A reader writes:

The reader who wrote that the children shouldn't be surprised by their parents' arrival home because it adds on more time to their worrying is off base. When my son came home on leave and then permanently from Afghanistan we did not know when his exact date of arrival would be. We were given a window in which to expect him. He called me one day to say his leave would begin sometime in the next two weeks and it would take up to a week to get home. I heard from him 12 days later to let me know he was in Dallas and would land in Houston in about 3 hours.

Same thing when he was due home for good. Just got a call one evening saying he had landed at Ft. Bragg and was safe.
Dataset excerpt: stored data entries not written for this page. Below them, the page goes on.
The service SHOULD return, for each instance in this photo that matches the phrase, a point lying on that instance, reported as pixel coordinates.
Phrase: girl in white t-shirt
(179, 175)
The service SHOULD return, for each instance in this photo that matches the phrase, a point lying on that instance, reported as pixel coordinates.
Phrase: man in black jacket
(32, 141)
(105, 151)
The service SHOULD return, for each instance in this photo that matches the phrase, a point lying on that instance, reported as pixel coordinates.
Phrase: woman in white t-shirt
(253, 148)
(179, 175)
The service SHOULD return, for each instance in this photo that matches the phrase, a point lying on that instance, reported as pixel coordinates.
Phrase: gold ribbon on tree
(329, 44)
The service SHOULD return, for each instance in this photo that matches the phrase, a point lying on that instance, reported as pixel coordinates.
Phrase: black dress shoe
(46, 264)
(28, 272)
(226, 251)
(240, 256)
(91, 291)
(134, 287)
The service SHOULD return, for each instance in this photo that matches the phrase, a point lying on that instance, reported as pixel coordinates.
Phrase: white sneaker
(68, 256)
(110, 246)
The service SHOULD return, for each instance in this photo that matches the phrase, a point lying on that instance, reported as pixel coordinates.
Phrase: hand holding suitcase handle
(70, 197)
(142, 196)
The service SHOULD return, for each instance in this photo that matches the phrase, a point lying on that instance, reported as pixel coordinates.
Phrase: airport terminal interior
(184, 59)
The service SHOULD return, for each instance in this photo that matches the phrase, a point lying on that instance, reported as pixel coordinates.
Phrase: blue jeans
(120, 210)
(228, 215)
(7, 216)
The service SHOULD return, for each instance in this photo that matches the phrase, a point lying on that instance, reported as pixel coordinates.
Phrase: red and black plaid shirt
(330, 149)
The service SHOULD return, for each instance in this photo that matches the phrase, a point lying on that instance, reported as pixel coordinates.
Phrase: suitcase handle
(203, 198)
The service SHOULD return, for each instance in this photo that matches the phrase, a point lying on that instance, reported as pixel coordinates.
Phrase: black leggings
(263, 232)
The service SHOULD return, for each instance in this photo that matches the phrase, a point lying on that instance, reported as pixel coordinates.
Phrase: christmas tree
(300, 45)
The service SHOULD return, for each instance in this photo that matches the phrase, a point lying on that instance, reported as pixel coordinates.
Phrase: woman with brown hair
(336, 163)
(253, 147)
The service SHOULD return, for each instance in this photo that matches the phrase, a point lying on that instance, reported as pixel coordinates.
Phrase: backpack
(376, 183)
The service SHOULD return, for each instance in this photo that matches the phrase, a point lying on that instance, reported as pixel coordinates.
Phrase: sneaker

I knew he was supposed to be home somewhere in the 30 day window but no idea when.

Waiting for that window is a hard, hard thing. You don't know if they are truly coming. Or if something has happened and they canceled leaves. Or something happened to them along the way.  It is nerve wracking and my husband and I had many sleepless nights waiting for "the window". I imagine many spouses here in the states are not telling their children that mommy or daddy is coming home because they don't want to visit this prolonged waiting and worrying upon them. Leave the spouses alone. They are making the best decisions they can in a bad situation.

Another writes:

I've been on many deployments during my career in the Navy and as strange as it might sound to a civilian, they become routine after awhile. The only homecoming my family ever talks about is the one where I walked in the front door a week early, and that includes the homecoming after spending a year in Iraq. If I had called from the airport in Europe to tell everyone Dad was on his way home, that homecoming would have been lost with all the others. It's not about putting it on youtube, it's about making coming home more special than it already is.